Titanium dioxide nanoparticles (TiO₂ NPs) have attracted significant attention for their unique physicochemical features and various applications. This study demonstrated the biosynthesis of TiO₂ NPs using Aspergillus fungal extract that served as a green and eco-friendly reducing and stabilizing agent. The biosynthesized nanoparticles were analyzed using SEM and TEM to determine their morphology, size, and distribution, FTIR to determine functional groups, and Zeta potential to assess their surface charge and stability. An extensive review of the Protein Data Bank (PDB) and literature indicated that TiO₂ could target various cancer-relevant matrix metalloproteinases.
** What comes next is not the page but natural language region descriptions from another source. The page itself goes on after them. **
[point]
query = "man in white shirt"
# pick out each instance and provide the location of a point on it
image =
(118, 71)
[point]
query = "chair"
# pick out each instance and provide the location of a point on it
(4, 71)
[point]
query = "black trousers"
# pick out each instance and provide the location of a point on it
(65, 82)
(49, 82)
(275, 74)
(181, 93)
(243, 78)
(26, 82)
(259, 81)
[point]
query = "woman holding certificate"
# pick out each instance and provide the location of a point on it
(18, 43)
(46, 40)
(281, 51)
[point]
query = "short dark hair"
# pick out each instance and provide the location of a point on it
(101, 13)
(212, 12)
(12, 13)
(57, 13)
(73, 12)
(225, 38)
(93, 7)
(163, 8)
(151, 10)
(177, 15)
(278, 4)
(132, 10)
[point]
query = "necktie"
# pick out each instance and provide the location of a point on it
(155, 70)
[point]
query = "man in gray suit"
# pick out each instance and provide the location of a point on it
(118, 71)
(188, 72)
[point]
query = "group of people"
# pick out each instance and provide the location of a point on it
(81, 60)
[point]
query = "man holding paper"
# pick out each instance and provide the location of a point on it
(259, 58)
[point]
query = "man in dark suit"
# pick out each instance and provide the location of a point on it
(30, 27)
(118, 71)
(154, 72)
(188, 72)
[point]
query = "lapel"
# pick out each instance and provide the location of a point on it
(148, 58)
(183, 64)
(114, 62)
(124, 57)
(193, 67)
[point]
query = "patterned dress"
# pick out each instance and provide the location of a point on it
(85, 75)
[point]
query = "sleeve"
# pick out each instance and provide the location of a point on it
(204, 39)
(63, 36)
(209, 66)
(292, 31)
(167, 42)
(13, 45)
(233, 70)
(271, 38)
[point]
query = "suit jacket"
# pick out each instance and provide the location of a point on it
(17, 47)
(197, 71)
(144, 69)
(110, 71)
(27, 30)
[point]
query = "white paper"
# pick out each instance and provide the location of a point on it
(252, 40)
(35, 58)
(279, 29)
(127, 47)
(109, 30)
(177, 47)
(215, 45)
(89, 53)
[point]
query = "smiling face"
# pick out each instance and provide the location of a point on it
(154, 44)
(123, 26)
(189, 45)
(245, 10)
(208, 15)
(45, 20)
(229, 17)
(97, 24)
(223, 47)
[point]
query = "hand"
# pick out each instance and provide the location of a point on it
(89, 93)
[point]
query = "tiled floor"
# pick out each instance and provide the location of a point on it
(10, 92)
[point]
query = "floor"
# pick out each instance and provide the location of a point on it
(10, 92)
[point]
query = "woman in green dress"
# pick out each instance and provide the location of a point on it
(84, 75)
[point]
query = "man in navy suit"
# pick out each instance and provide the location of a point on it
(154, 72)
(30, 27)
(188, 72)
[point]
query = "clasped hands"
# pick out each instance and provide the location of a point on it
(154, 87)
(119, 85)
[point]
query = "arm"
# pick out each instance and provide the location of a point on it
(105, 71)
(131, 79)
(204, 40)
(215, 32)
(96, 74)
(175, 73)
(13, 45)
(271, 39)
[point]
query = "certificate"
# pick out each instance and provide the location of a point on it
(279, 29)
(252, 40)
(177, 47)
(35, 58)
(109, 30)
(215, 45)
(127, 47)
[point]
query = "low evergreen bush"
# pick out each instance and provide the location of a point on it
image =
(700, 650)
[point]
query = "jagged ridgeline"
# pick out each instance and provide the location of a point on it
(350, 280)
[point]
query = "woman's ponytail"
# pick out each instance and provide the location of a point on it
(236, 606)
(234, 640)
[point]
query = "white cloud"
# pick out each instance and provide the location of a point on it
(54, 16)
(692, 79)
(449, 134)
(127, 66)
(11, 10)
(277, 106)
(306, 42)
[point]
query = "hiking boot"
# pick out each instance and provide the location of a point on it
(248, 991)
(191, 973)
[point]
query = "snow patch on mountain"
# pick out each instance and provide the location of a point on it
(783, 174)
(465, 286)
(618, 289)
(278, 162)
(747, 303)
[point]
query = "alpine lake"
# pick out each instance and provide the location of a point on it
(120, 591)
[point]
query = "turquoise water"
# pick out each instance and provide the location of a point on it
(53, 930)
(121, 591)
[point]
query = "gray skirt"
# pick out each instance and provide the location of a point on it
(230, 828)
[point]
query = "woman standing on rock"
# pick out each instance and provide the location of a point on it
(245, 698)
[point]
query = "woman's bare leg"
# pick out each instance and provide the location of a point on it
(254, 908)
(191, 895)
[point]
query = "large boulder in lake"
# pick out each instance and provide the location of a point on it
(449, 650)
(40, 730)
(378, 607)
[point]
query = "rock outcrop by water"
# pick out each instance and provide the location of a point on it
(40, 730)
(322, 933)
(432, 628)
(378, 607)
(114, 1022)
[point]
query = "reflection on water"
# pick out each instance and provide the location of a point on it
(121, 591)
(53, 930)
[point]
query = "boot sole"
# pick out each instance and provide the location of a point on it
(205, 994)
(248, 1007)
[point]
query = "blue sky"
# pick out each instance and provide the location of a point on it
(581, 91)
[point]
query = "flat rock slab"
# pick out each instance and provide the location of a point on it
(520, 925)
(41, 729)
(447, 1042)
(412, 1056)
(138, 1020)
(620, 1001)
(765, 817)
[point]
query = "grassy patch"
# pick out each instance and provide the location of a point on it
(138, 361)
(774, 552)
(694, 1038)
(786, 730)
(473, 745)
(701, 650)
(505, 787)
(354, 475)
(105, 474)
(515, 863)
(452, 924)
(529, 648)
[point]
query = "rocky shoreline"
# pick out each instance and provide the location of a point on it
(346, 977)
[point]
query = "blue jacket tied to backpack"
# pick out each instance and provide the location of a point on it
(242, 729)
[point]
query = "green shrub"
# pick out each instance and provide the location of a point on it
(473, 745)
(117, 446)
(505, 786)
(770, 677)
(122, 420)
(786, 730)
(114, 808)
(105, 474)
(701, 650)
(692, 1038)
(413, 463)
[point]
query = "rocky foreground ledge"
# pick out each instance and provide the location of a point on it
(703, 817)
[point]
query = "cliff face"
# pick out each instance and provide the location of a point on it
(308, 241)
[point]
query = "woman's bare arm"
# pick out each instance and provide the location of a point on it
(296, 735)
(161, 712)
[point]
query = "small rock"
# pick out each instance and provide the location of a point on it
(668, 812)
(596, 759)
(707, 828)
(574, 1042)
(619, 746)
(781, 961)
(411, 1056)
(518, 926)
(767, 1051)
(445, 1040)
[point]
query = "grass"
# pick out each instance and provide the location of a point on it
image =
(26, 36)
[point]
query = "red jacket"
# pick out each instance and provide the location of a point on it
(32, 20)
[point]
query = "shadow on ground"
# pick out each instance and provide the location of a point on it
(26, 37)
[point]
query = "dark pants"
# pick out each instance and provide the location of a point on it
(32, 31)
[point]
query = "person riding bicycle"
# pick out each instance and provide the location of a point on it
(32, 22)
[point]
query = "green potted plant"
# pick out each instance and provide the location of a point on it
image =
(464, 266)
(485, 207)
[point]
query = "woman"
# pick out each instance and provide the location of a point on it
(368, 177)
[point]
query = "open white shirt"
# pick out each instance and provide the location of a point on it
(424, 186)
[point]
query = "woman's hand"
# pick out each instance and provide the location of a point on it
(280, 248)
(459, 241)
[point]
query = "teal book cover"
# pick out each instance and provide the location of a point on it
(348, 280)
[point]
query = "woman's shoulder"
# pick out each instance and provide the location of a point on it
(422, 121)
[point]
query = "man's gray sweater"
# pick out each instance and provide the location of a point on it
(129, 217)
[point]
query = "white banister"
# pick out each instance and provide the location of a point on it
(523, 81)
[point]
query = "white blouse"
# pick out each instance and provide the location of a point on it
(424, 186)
In vitro screening indicated promising anticancer effects against the MCF7 breast cancer cell line. To investigate the possible mode of action of TiO₂ NPs as an anticancer agent, human matrix metalloproteinase-3 was highlighted as a protein inhibited by metallic ions like PtCl₂. Therefore, we investigated whether TiO₂ could similarly interact with the active site of MMP-3. We hypothesized that TiO₂ could interact with the MMP-3 active site and replace PtCl₂ with modelled TiO₂ in its co-crystallized binding site. A 100 ns-long MDS, binding free energy (ΔGBinding) of PtCl₂ and TiO₂ within MMP-3 binding site indicated that TiO₂'s enhanced binding affinity and stability, as evidenced by a ΔGBinding of −7.23 kcal/mol and average RMSD of 0.89 Å, compared to PtCl₂'s lower affinity. In conclusion, endophytic fungi can be used efficiently in the biosynthesis of nanoparticles. Our study indicated TiO₂ NPs have a potential anticancer effect, suggesting TiO₂ binds to MMP3, potentially offering comparable inhibitory effects on the enzyme's activity.